Novo estatuto da ERSE percorre últimas etapas, devendo avançar até abril. Regulador pode ficar responsável por cálculo de desconto do fundo de garrafa
in: Dinheiro Vivo, 3 março 2017
O governo estima que a Entidade Reguladora dos Serviços Energéticos (ERSE) esteja dotada de poder sancionatório sobre o gás engarrafado já em abril, o que marcará o alargamento da área de atuação deste regulador a um segmento da oferta de gás que, apesar de dominante, tem permanecido à margem de regulação específica.
O alargamento da área de atuação da ERSE ao gás de garrafa vai surgir com a aprovação dos seus novos estatutos, que percorrem por estes dias as últimas etapas antes de avançarem para aprovação e promulgação. Só a partir de então a ERSE poderá começar a analisar o mercado e a identificar e castigar eventuais abusos que identifique nas diferentes etapas de venda do gás engarrafado. As multas a aplicar podem chegar a 10% do volume de negócios (VN) no caso de violações muito graves e aos 5% e 2% em casos de contraordenações graves ou leves, respetivamente.
Além da aplicação de sanções, que servirão para “moralizar” este mercado e cortar margens e posições de mercado eventualmente abusivas, a ERSE poderá também assumir a responsabilidade por calcular o reembolso médio devido a cada cliente pelo gás que não é aproveitado em cada garrafa – fica sempre um resto de gás, por razões de segurança. “A minha ambição é que, com esta questão do fundo de garrafa, os preços baixem, pela média. Não há forma de o fazer sem um regulador forte [a ERSE]. E temos a portaria preparada com esse objetivo”, revelou o secretário de Estado da Energia, Jorge Seguro Sanches, ao Dinheiro Vivo.
Os estatutos atuais da ERSE abrangem apenas o mercado da eletricidade e do gás natural, razão pela qual o regulador não pode intervir naquela que é a via de fornecimento dominante de gás no país, o gás de garrafa, que serve três em cada quatro casas do país. Este é um mercado que tem estado sob alçada da Autoridade da Concorrência (AdC) mas que o governo, dada a especificidade do setor e a especialização da ERSE, decidiu alterar – mas sem retirar responsabilidades à AdC. O executivo comprometeu-se no Orçamento do Estado de 2017 em avançar com a “migração” da regulação sobre o gás engarrafado para a entidade da energia durante este ano, e é isso que acontecerá com a aprovação dos novos estatutos da ERSE.

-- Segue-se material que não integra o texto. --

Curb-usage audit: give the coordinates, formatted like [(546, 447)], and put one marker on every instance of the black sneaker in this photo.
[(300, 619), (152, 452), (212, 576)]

O “caso do gás de garrafa é um dos problemas sérios no mercado, um problema já tradicional e é por isso que o governo propôs no OE que o gás de garrafa passe a estar regulado pela ERSE”, diz Jorge Seguro Sanches. Que reforça: “Tenho a expetativa que [a ERSE] use o seu poder sancionatório perante práticas desleais e anticoncorrenciais ou dominadoras do mercado.”
Apesar de ser a via dominante, o gás em garrafa é um mercado pouco controlado ao longo da extensa cadeia de distribuição, tendo a Deco denunciado recentemente que as margens de distribuição das empresas têm vindo a disparar apesar do preço médio de referência estar em queda. Será esta a razão para que ao contrário do que tem ocorrido com as restantes fontes, o preço do gás engarrafado continue a subir. A estes “contras”, junta-se um outro: tal como o DV noticiou esta segunda-feira, as tarifas sociais previstas para o gás abrangem apenas o gás natural, potenciando assim um “ângulo cego” na rede de proteção social do Estado, já que há 750 mil famílias carenciadas sem apoios no gás por não terem acesso à rede de gás natural.
“Todos nós percebemos que temos um problema para resolver mas queremos resolvê-lo da melhor forma e não criar um outro problema ao lado”, detalhou Seguro Sanches. A opção do executivo não passará por uma intervenção direta no mercado, até porque a ERSE é um regulador independente. De todas as formas, ter um regulador forte e especializado em energia a analisar, identificar e castigar abusos de margens ou de posições dominantes no mercado permitirá atacar os preços elevados do gás engarrafado, considera.
Além da correção natural de preços através do ataque a abusos cometidos, e tal como atrás referido, a primeira via através da qual a ERSE poderá começar a intervir passará então pela definição do desconto a atribuir aos clientes pelo gás não utilizado em cada garrafa.